Una de las veces que los dos ciervos bajaron a beber a una fuente que nacía al socaire de carrizos y pisadas, se toparon de repente con otro colega que sorprendido les dijo: —¿Acaso eres tú el famoso Candiles? —exclamó, presumiendo de su corpulencia. —Y tú, el que todavía está corriendo cuando te advertí la pasada berrea, que si volvías a molestarme con tus berridos, acabaría contigo, y hoy te advierto que lo que tengamos que decirnos en otra ocasión lo dirán las cuernas y el rebaño de ciervas que llevemos. —Conservaré siempre tus palabras, y nadie podrá privarme de la oportunidad de medir nuestro coraje, si el destino no me lo impide y esta sequía no acaba con mis huesos. —Mejor será esperar otro momento, pues de habernos peleado ahora tendría que haber sido a bocados y patadas, y cuidado con el joven que me acompaña, que es capaz de montarse encima de ti hasta derribarte en tierra, y espero que te retires ahora mismo. Filigrana dio varios saltos hasta situarse por detrás de él y no tuvo ni que pensarlo. —Pues, adiós Candiles, hasta más ver —y se alejó cautelosamente sin dejar de mirar por el rabillo del ojo al escudero. —Hay que ver cómo eres, muchacho, seguro que si te hubiese hecho un guiño, te habrías liado a mordiscos con sus orejas. —No lo dude usted.

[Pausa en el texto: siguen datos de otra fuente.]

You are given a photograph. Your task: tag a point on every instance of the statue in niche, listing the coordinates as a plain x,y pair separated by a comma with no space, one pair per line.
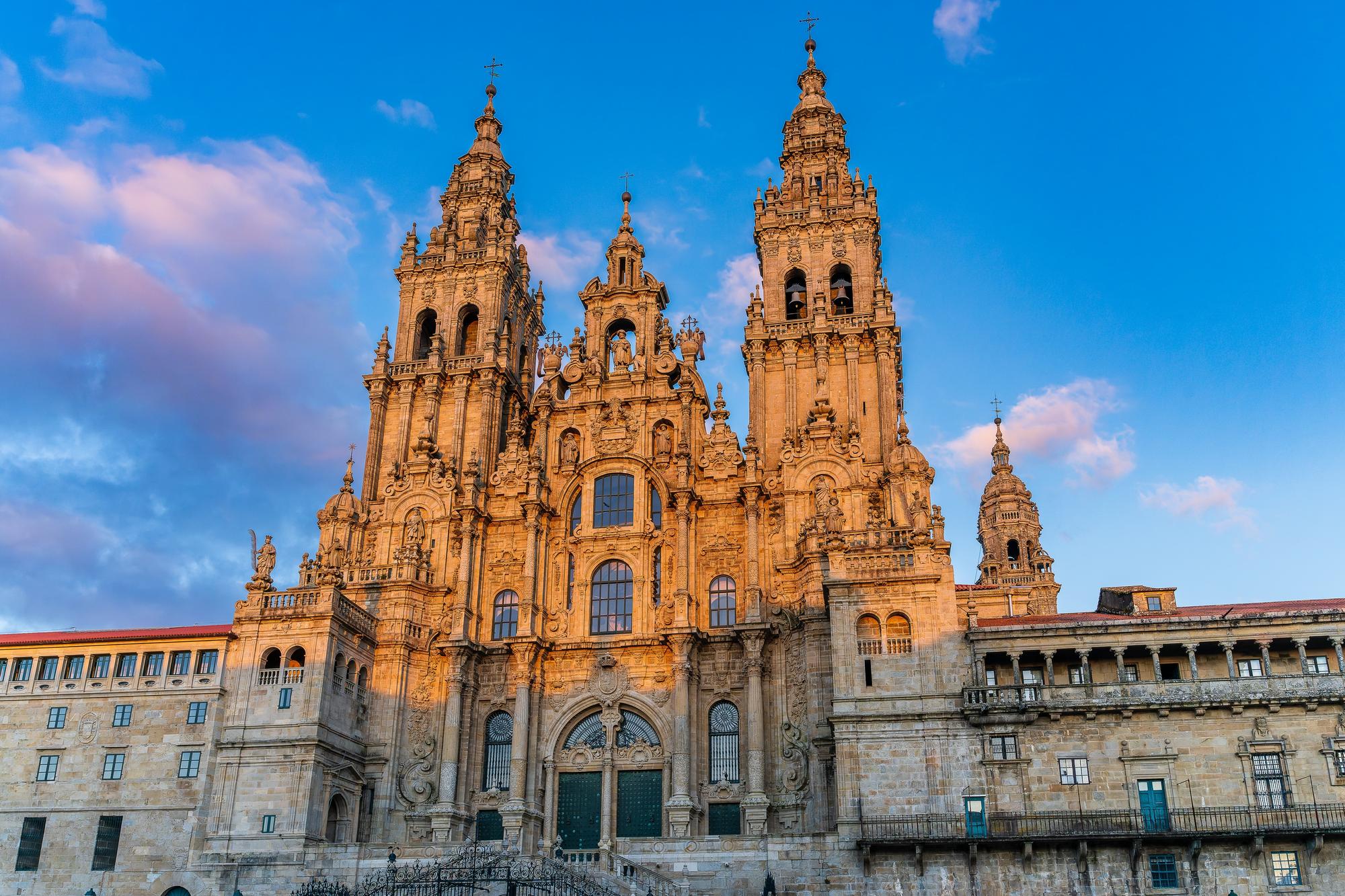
622,354
570,450
415,529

Desprecio a estos forasteros tan fanfarrones. —Jamás hubiese pensado tener otro escudero parecido a Campanillo, pero tú le has superado hoy. —Lamento que la primera vez que podíamos haber entrado juntos en combate, nos hallásemos sin armamento —dijo Filigrana, tratando de que sonriese Candiles. —Yo diría que éste se alejará hacia otros montes y no se acercará más a estos portillos, por la cuenta que le trae… Por curioso que parezca ocurren cosas por la sierra que es difícil que sucedan en las ciudades, y hasta las campanas de las ermitas suenan en estos lugares con otro sonido diferente, y no digamos las del Santuario de la Virgen de la Cabeza, ¡madre mía!, tienen un repiqueteo, que hasta las reses al oírlas dejamos automáticamente de berrear. —Cuando ya tengamos crecidas nuestras cuernas un día nos acercaremos hasta allí —le dijo Candiles. —Me encantará, porque recuerdo que en una ocasión, hace mucho tiempo, yo no llegué a oírlas, pero sin embargo escuché unas canciones que creí venían del mismo cielo, y fue una anciano jabalí quien me aclaró que quienes cantaban eran hombres buenos, que vivían allí y no mataban.